A Nice, Piquant After-Dinner Flavor
*For those of you who are new readers of How About Two, there is a playbill for the characters located here.
The VP has gone back to school to increase her knowledge base; which is already pretty large, what with her Master’s** in Human Resources and all. And Picasso is doing some night landscapes, so Gunslinger is in need of a sitter.
Or two.
Enter Auntie P.Pie and Uncle Rob.
So yesterday, with The VP in some class and Picasso painting, we were called in to do secondary parenting duty. I call it secondary parenting because we spend so much time with Gunslinger, we often joke that he has two sets of parents.
We played, we ate, we watch The Incredibles, we fell asleep in Auntie P.Pie’s lap. Well, not both of us, really. Just Gunslinger.
I have written about Gunslinger on several occasions. He’s a great kid that is a bundle of energy and he really loves his Uncle.
Yeah, he loves his Auntie too.
But that’s not the farging point of the post. The farging point of the post is my somanumbatching language.
I have been told by some farging iceholes that I have the mouth of a sailor.
Fortunately, Gunslinger has helped me curb my mouth. I’m always amazed at what a parrot Gunslinger can be.
We join a prose example, already in progress –
In some houses the family room was used more for guest entertaining than family living – neat, clean, and perpetually vacuumed. But not in the Picasso home. There, the family room was just that, a place where the family gathers.
Particularly Gunslinger.
Pieces of several Thomas the Tank Engine (aka Tommy the Train) sets, his entertainment du jour, were everywhere. Several Sir Topham Hatts laid face down on the floor, drunken engineers sleeping off a night of harsh revelry.
Near, around, and sometimes on top of Sir Topham Hatts were an equal number of Thomas’. Apparently Kim Jong-il’s ill-planned nuclear test left tremors that had caused Tommy and his railroad lines to crumple haphazardly about the room.

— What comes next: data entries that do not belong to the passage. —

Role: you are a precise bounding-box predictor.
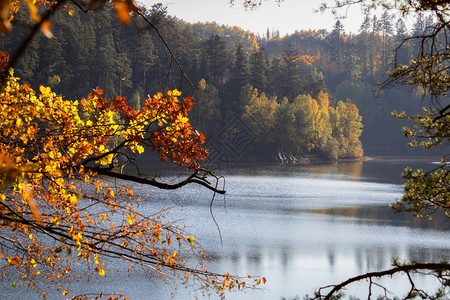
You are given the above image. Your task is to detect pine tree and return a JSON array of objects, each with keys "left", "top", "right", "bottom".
[
  {"left": 378, "top": 11, "right": 394, "bottom": 69},
  {"left": 328, "top": 20, "right": 345, "bottom": 78},
  {"left": 281, "top": 44, "right": 301, "bottom": 98},
  {"left": 249, "top": 47, "right": 269, "bottom": 91}
]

Picasso and I sat at the dining room table while Gunslinger simultaneously watched Barney and imitated Godzilla, picking up various railcars shaking them and saying, “No. Not flying, on the ground!” And the railcar left Gunslinger’s hand to crash into a stack of tracks.
“Careful, Gunny,” Picasso said over his shoulder, more out of habit than any real concern. Gunslinger paid no attention; Barney was singing. Besides, Gunslinger was a brick. Nothing can hurt him. He only cried when things weren’t going his way or he was tired.
“…so?” Picasso questioned. “What was their answer?”
“Those jerk offs said…”
“Bwes Er, Unka.” Suddenly, Gunslinger couldn't careless about Barney.
“What, Gunny?” Picasso asked.
“Er coughed, an’ I say ’bwess Er’” [Ed. Note: jerk offs, Er coughs, bless Er, see?]
…AND SCENE…
So, you see how quickly his attentions turns and what a quick study he is.
Now, back to my predicament.
How do I curb my mouth? Granted, in the two years that I’ve been around Gunslinger, I have GREATLY improved. But I would like to get even better for the twins.
I’d hate for the twins’ first words at daycare to be farging iceholes.